Personal information
- Nationality: Canada
- Born: 13 April 1993 (age 32) Saint-Alphonse-Rodriguez, Quebec
- Height: 1.87 m (6 ft 2 in)
- Spike: 315 cm (124 in)
- Block: 295 cm (116 in)
- College / University: Montreal Carabins

Volleyball information
- Position: Opposite spiker
- Current club: Sm'Aesch Pfeffingen
- Number: 19

National team
| 2017–present | Canada |

= Marie-Alex Bélanger =

Canadian women's volleyball player (born 1993)

Marie-Alex Bélanger (born 13 April 1993) is a Canadian female volleyball player.

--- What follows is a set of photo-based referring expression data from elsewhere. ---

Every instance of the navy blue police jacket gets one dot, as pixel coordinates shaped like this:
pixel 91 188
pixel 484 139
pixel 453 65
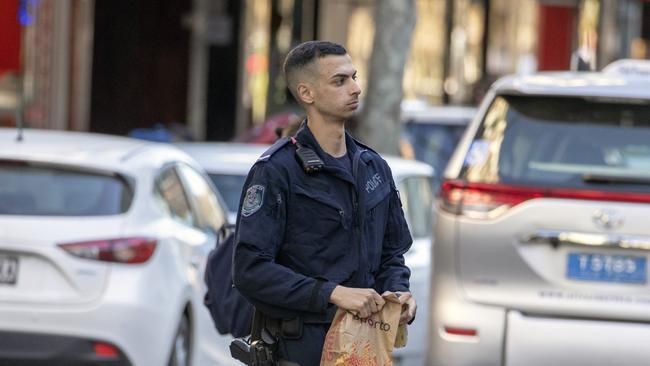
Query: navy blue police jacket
pixel 299 234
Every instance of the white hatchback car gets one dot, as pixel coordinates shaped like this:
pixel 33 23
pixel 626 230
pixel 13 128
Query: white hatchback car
pixel 103 242
pixel 542 238
pixel 228 165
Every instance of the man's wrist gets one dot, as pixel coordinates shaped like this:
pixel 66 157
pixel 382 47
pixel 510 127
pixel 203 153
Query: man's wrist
pixel 327 291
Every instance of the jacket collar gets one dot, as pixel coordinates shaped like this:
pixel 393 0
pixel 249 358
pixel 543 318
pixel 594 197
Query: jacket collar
pixel 305 137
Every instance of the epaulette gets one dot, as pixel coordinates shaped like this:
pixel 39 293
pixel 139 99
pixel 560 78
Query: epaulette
pixel 364 145
pixel 366 157
pixel 274 148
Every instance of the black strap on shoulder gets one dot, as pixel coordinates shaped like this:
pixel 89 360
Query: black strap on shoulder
pixel 309 160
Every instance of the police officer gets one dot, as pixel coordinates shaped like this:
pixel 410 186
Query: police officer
pixel 320 224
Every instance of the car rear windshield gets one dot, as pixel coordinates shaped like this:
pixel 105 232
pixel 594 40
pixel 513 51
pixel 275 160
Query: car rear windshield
pixel 230 187
pixel 26 189
pixel 570 142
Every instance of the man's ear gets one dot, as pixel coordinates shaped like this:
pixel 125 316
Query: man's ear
pixel 304 93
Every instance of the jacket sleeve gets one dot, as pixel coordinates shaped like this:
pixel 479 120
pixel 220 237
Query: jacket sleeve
pixel 393 273
pixel 259 236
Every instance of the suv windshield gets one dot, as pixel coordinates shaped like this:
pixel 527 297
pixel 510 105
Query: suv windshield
pixel 563 141
pixel 53 191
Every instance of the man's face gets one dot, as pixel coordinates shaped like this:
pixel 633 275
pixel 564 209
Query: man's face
pixel 335 88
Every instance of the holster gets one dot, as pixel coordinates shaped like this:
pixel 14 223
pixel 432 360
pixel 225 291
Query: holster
pixel 260 349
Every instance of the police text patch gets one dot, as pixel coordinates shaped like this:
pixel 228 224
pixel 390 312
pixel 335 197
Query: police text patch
pixel 253 200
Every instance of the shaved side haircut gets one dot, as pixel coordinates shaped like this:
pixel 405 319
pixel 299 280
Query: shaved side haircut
pixel 302 56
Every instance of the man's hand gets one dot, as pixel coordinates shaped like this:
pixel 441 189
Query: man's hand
pixel 361 301
pixel 409 307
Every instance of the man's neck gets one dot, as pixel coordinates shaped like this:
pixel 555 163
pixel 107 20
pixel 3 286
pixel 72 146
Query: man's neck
pixel 330 135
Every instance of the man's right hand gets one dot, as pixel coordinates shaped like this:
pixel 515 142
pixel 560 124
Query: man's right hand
pixel 361 301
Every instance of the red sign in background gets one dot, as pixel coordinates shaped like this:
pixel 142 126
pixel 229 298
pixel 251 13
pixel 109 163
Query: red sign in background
pixel 9 37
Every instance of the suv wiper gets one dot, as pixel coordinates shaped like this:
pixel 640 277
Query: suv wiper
pixel 613 179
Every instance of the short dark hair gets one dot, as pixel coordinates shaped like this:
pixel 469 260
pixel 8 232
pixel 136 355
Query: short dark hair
pixel 305 53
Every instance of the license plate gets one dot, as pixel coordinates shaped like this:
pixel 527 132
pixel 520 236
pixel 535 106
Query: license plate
pixel 607 268
pixel 8 270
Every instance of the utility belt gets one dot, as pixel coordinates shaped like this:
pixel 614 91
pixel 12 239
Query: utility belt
pixel 261 348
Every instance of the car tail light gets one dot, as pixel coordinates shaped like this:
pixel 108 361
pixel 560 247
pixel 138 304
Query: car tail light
pixel 123 250
pixel 489 200
pixel 105 350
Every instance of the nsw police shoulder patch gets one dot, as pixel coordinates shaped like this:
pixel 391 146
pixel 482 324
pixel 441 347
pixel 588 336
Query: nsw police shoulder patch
pixel 253 200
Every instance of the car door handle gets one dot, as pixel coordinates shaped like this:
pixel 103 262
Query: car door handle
pixel 557 238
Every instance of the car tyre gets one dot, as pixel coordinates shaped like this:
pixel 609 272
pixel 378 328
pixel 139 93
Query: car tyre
pixel 181 347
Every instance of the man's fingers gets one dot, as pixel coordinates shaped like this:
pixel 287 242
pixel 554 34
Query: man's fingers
pixel 404 297
pixel 378 300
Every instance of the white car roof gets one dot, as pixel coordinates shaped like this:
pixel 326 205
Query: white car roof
pixel 84 149
pixel 224 157
pixel 238 158
pixel 403 167
pixel 580 84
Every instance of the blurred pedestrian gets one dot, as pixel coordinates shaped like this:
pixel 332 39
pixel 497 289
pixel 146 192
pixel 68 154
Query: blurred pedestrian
pixel 320 224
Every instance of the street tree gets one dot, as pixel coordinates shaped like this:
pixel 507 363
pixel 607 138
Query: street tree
pixel 379 118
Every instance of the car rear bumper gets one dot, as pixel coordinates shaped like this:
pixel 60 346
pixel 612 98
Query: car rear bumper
pixel 18 348
pixel 142 334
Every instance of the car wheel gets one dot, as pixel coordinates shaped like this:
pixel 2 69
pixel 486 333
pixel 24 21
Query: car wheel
pixel 181 352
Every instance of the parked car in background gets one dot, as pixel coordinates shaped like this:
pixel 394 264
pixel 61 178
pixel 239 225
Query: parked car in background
pixel 542 237
pixel 103 243
pixel 228 165
pixel 431 133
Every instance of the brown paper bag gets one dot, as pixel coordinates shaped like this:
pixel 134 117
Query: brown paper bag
pixel 363 342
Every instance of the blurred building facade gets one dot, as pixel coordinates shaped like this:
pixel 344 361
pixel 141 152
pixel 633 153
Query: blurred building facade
pixel 213 66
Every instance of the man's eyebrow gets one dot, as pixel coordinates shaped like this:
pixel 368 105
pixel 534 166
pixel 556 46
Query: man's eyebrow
pixel 342 74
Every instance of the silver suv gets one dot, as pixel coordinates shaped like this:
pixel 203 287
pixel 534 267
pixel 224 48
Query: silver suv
pixel 542 235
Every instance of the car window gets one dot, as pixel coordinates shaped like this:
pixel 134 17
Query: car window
pixel 173 197
pixel 208 211
pixel 416 196
pixel 27 189
pixel 562 141
pixel 230 187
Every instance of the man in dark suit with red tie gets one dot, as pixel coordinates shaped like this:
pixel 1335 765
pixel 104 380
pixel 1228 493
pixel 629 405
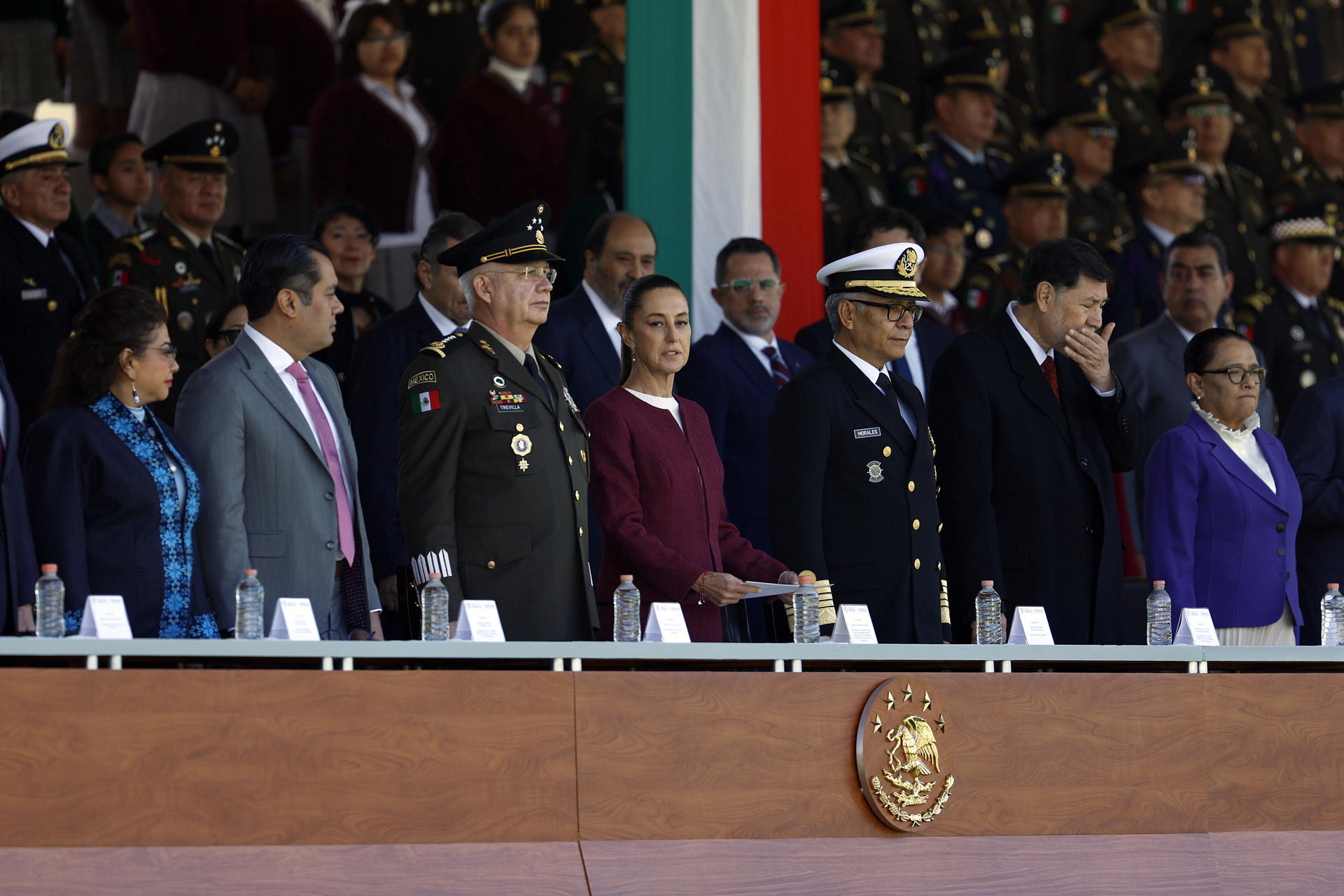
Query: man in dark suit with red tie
pixel 734 374
pixel 851 477
pixel 1032 422
pixel 18 564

She was part of the Canada women's national volleyball team, and participated at the 2017 FIVB Volleyball World Grand Prix, and 2018 FIVB Volleyball Women's World Championship.

==University career==
Bélanger played U Sports volleyball for the University of Montreal Carabins for five seasons from 2013 to 2018. At the U Sports National Championship, she was a member of the bronze medal Carabins team in 2015. In 2018, she won both the Mary Lyons Award for U Sports Women's Volleyball Player of the Year and also the BLG Award for the U Sports Female Athlete of the Year.